Un christianisme puissamment incarné. Dieu respecte les personnes qu'il a créées et une conversion prend la couleur de la personnalité qui la vit. Nous avons vu qu'émotion, sens de la beauté et exigence intellectuelle s’y mêlent inextricablement. On y observe aussi des paradoxes, qui sont ceux-là mêmes du christianisme, soulignés par le riche tempérament du poète. Le premier est celui qui unit innocence et gloire : le Dieu de Noël est un petit enfant qui ne va pas tarder à s'affirmer comme aussi le Christ « grandiose et terrassant » qui apparaît sur le Saint Suaire de Turin et que Claudel reproche à Mauriac de rabaisser, comme Renan, à des dimensions purement humaines ; le second est celui qui associe élection personnelle et sens de l'Église ; le récit de la conversion insiste sur la découverte de Dieu comme une présence, « c'est quelqu'un, c'est un être aussi personnel que moi, il m'aime, il m'appelle », et néanmoins Claudel rejettera un rapport purement mystique pour y préférer, d'une part, la communion liturgique, d'autre part l'élan missionnaire et enfin la contemplation du monde, des choses, comme œuvre de Dieu pour laquelle il faut constamment rendre grâces. Le christianisme de Claudel est puissamment incarné, c'est ce qui permet de comprendre cet autre violent paradoxe que Claudel met pratiquement sa conversion sous l'égide des Illuminations de Rimbaud, découvertes six mois plus tôt, qui l'auraient rendue possible : « Pour la première fois, ces livres ouvraient une fissure dans mon bagne matérialiste et me donnaient l'impression vivante et presque physique du surnaturel. » C'est un nouveau regard sur la nature, d'abord sujet d'émerveillement, puis miroir de Dieu, comme dans les grandes sommes du Moyen Âge. C'est ainsi que la conversion nourrit aussi en profondeur la vocation poétique de Claudel.

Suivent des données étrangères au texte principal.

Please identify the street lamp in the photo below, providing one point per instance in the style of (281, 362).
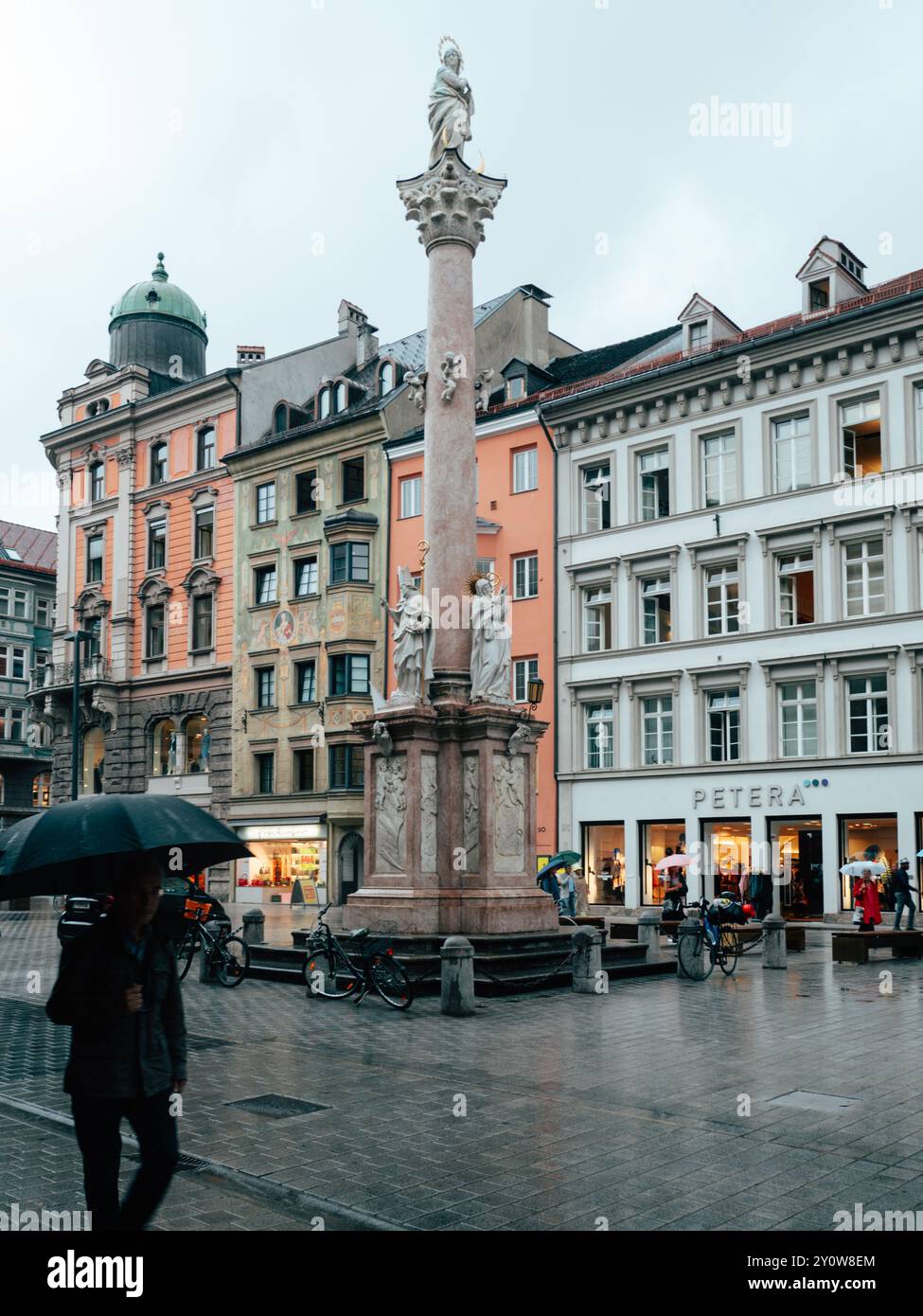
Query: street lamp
(77, 637)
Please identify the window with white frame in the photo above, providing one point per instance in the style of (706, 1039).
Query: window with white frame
(523, 671)
(791, 453)
(869, 728)
(865, 578)
(595, 498)
(721, 589)
(411, 496)
(657, 729)
(596, 618)
(723, 725)
(795, 589)
(798, 719)
(525, 577)
(656, 611)
(525, 470)
(599, 738)
(720, 474)
(654, 483)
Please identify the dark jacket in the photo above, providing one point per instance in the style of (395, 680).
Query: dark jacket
(116, 1055)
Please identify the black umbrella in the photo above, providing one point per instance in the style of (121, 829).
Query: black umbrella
(70, 849)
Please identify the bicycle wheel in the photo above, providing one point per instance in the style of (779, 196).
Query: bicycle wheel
(328, 972)
(728, 951)
(185, 953)
(390, 981)
(232, 960)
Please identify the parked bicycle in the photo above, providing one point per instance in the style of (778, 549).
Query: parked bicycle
(715, 941)
(353, 966)
(228, 954)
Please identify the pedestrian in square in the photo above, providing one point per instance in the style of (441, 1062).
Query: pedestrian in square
(118, 992)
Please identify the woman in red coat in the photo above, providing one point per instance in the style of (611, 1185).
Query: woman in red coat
(865, 894)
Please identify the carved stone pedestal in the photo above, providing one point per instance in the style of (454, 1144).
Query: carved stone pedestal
(451, 824)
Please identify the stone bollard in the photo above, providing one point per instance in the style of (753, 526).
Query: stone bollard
(255, 925)
(693, 965)
(457, 998)
(648, 934)
(588, 974)
(774, 954)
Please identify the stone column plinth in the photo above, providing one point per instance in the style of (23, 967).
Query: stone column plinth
(451, 824)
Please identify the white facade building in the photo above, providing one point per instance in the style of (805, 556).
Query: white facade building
(740, 599)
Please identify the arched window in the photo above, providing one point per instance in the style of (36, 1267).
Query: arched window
(205, 449)
(94, 762)
(98, 481)
(41, 790)
(164, 742)
(158, 463)
(198, 744)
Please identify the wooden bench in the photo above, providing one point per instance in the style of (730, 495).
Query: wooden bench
(852, 948)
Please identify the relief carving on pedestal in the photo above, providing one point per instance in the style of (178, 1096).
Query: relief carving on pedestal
(391, 813)
(428, 812)
(471, 812)
(508, 813)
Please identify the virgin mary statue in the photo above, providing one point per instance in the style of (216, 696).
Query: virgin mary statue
(451, 104)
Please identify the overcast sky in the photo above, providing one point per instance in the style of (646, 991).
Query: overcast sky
(231, 134)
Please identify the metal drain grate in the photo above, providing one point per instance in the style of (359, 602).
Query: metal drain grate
(815, 1102)
(276, 1107)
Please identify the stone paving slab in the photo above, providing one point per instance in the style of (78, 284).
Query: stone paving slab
(542, 1111)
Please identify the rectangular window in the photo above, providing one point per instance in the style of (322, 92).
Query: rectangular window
(795, 589)
(306, 578)
(263, 586)
(349, 562)
(657, 729)
(595, 498)
(203, 611)
(596, 618)
(265, 503)
(798, 718)
(656, 611)
(654, 482)
(525, 470)
(94, 559)
(860, 432)
(720, 478)
(525, 577)
(869, 729)
(791, 453)
(306, 492)
(265, 687)
(157, 545)
(411, 496)
(263, 773)
(306, 682)
(523, 671)
(865, 578)
(346, 768)
(353, 479)
(721, 589)
(303, 772)
(599, 738)
(154, 631)
(723, 725)
(349, 674)
(204, 532)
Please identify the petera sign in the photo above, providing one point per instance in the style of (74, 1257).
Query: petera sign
(748, 796)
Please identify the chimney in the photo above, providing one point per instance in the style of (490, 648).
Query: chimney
(248, 354)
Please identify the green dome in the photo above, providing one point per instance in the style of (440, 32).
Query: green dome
(158, 296)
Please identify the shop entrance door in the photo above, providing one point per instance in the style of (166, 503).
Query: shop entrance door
(350, 858)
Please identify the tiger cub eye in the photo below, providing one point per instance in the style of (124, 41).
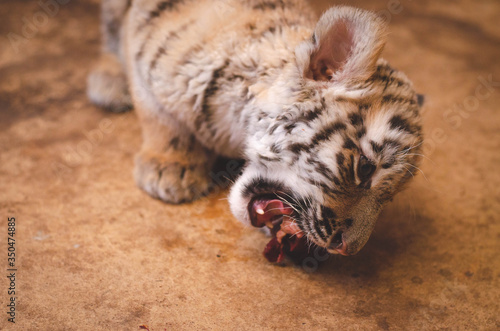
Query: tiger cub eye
(366, 168)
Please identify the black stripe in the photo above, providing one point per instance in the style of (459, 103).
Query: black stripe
(361, 132)
(265, 158)
(401, 124)
(298, 147)
(349, 144)
(355, 119)
(389, 98)
(319, 231)
(327, 132)
(323, 169)
(377, 148)
(340, 158)
(328, 215)
(162, 6)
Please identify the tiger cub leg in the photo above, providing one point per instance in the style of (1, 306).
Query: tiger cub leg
(172, 165)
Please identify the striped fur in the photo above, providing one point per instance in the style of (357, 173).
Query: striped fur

La grande leçon de Claudel. Enfin, la conversion entraîne une réflexion incessante sur la dichotomie évangélique et paulinienne du « nouveau » et de l'« ancien ». C'est l'homme nouveau [Éphésiens IV, 22-24] qui se substitue au vieil homme pour s'en remettre complètement à Dieu et se laisser diriger par lui. Mais c'est aussi nova et vetera [Matthieu XIII, 52], l'extraordinaire capacité d'absorption du christianisme qui, au lieu de mépriser et tuer ce qui lui est apparemment étranger, le transforme de l'intérieur. Il ne s'agit pas de sottement, par bêtise, ignorance et prétention, raser l'« ancien monde », mais de mettre toutes les ressources du monde au service de la louange de Dieu, et d'exprimer cette louange dans la continuité renouvelée de 2000 ans d'admirable civilation chrétienne. Telle est la grande leçon de la conversion de Paul Claudel.
Paul Claudel meurt le 23 février 1955 à Paris à l'âge de 86 ans. Il est enterré dans le parc du château de Brangues (Isère), qu’il avait acquis en 1927 et où il passa ses étés et une bonne partie de sa retraite. Sur sa tombe, on peut lire l'épitaphe : « Ici reposent les restes et la semence de Paul Claudel. » (I Cor. 15, 38)
Redécouvrons le passé:1886 /La conversion de Paul Claudel Le jour de Noël 1886, Paul Claudel (né le 6 août 1868 à Villeneuve-sur-Fère dans l'Aisne, mort le 23 février 1955 à Paris), jeune ...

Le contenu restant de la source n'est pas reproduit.